End-to-End Learning with Multiple Modalities for System-Optimised Renewables Nowcasting
This addresses the problem of optimizing energy management for renewable power integration, though it is incremental as it combines existing techniques in a novel way.
The paper tackled short-term renewable power prediction by combining multi-modal learning (all-sky imagery and meteorological data) with end-to-end training to minimize system costs, resulting in a 30% reduction in system cost compared to uni-modal baselines.

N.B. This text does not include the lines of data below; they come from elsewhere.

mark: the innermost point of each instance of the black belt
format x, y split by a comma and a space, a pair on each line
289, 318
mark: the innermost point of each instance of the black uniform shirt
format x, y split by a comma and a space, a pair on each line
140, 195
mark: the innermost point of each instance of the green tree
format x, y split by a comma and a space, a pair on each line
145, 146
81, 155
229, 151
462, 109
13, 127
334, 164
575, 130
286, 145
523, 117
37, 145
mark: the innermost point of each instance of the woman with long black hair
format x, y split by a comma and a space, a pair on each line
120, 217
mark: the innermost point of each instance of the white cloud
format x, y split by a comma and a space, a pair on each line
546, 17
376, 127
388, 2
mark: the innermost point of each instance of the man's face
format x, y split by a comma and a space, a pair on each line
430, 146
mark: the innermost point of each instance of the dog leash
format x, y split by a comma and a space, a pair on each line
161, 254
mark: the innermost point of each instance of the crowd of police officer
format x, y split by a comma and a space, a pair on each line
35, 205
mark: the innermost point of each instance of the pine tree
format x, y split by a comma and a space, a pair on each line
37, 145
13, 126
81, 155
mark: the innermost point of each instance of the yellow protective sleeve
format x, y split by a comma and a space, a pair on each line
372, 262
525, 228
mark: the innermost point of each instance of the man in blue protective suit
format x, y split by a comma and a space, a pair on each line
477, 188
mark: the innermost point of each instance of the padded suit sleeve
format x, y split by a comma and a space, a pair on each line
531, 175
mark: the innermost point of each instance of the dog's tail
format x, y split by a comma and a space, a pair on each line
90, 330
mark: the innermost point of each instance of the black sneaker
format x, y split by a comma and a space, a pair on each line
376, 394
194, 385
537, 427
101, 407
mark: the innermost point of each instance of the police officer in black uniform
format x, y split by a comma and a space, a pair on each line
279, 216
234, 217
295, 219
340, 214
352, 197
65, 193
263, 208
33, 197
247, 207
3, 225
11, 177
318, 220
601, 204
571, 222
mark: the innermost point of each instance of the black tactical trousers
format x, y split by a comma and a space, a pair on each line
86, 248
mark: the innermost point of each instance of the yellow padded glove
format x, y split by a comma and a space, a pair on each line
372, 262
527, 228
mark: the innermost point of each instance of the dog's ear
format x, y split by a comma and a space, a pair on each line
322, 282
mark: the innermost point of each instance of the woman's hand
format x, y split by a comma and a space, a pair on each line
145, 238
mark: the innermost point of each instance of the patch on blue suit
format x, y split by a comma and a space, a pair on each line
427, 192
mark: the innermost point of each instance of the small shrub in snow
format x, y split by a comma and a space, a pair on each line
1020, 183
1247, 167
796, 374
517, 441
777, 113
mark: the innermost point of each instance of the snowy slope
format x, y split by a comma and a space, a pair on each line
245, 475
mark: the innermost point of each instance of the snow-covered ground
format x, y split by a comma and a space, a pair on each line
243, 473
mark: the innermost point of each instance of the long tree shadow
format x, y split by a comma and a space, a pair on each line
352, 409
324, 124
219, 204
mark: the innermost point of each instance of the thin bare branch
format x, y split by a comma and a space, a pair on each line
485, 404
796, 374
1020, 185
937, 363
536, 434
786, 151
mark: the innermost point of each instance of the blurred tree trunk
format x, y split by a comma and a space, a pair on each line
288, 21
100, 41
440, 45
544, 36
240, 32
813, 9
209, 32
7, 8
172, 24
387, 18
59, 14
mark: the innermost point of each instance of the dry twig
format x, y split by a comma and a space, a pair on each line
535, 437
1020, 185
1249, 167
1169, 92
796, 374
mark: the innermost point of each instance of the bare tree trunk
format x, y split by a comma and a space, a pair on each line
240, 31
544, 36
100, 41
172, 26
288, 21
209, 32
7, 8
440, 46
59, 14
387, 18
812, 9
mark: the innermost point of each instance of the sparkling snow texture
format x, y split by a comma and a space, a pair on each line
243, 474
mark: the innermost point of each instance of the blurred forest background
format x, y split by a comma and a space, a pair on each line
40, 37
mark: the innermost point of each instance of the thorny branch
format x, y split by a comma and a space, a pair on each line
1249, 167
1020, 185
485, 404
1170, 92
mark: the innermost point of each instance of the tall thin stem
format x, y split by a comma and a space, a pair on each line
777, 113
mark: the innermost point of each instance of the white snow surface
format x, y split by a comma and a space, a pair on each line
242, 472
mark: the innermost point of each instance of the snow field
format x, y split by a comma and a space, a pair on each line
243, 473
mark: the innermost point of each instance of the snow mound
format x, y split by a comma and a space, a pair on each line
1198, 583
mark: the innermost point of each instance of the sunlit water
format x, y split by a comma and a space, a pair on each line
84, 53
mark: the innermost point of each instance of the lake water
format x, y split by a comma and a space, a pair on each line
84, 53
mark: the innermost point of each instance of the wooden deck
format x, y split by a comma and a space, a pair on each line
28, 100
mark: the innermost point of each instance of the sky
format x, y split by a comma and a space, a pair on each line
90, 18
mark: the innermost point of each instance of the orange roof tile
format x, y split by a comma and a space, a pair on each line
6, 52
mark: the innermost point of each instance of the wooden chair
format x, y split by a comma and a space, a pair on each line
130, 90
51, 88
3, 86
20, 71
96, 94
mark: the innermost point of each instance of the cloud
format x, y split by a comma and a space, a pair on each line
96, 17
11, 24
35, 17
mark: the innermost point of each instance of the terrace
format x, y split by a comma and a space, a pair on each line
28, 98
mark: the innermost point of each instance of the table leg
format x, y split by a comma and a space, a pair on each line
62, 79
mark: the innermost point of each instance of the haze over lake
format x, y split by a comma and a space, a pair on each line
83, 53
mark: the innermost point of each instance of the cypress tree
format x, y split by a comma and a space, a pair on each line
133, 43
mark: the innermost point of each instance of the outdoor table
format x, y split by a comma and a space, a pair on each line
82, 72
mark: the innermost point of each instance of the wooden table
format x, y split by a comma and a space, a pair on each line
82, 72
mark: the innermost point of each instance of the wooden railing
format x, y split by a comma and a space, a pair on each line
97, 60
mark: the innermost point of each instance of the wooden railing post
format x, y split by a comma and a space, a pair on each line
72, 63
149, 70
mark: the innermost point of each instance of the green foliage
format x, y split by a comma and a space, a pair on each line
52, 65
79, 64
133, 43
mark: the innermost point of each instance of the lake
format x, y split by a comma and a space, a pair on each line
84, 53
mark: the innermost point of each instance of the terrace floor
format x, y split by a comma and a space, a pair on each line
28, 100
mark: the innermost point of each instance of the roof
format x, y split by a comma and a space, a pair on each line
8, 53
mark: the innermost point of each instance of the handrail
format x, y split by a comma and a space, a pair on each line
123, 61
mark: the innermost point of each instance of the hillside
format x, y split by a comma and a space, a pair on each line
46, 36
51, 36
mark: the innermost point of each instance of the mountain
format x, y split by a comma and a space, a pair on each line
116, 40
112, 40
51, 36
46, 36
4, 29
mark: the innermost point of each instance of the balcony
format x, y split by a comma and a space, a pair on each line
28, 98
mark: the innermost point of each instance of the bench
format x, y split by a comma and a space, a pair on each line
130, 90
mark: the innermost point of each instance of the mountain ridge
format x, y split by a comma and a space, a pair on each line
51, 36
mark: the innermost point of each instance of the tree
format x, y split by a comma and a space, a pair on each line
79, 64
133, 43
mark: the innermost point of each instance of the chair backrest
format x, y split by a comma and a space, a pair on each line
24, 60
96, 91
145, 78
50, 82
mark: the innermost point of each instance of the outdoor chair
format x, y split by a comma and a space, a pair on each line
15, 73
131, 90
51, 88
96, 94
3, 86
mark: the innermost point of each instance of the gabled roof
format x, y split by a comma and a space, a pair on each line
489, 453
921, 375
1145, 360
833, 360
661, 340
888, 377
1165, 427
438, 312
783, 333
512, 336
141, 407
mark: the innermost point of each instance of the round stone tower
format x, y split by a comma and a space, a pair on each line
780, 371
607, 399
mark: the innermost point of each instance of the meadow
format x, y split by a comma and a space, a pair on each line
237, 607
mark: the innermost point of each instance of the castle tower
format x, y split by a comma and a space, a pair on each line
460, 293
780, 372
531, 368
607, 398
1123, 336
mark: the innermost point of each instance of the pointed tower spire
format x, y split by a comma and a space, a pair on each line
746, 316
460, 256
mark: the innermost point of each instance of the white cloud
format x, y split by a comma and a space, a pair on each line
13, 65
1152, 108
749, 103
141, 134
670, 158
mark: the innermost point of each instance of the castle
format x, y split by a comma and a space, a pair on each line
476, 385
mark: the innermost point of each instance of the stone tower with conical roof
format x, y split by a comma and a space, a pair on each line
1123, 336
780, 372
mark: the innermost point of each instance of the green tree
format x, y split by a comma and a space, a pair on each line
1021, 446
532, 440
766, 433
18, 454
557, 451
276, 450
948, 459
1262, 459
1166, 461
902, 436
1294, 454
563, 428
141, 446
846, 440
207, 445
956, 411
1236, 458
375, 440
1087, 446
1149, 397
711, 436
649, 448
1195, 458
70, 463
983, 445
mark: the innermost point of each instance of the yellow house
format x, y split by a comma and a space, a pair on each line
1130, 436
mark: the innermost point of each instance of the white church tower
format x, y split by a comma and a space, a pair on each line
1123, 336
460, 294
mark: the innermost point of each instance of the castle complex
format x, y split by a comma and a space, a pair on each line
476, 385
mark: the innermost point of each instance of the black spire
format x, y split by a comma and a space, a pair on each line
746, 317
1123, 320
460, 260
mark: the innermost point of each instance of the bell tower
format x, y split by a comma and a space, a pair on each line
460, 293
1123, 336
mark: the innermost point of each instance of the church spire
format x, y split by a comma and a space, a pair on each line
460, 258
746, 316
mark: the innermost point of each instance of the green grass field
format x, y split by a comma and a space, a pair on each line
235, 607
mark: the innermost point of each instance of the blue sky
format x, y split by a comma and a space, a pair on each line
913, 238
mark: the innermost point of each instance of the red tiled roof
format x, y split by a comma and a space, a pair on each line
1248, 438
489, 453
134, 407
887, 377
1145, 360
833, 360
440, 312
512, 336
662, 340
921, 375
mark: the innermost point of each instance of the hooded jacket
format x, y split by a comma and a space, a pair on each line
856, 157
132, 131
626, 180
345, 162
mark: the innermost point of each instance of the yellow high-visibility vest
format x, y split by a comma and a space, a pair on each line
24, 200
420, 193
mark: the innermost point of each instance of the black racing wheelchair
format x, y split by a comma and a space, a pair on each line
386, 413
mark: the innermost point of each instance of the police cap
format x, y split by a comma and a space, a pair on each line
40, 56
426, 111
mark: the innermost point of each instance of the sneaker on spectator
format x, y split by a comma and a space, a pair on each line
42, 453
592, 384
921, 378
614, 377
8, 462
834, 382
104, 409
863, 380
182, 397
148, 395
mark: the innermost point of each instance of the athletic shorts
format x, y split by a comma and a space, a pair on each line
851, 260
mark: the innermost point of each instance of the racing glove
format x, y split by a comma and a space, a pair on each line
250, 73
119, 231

With the increasing penetration of renewable power sources such as wind and solar, accurate short-term, nowcasting renewable power prediction is becoming increasingly important. This paper investigates the multi-modal (MM) learning and end-to-end (E2E) learning for nowcasting renewable power as an intermediate to energy management systems. MM combines features from all-sky imagery and meteorological sensor data as two modalities to predict renewable power generation that otherwise could not be combined effectively. The combined, predicted values are then input to a differentiable optimal power flow (OPF) formulation simulating the energy management. For the first time, MM is combined with E2E training of the model that minimises the expected total system cost. The case study tests the proposed methodology on the real sky and meteorological data from the Netherlands. In our study, the proposed MM-E2E model reduced system cost by 30% compared to uni-modal baselines.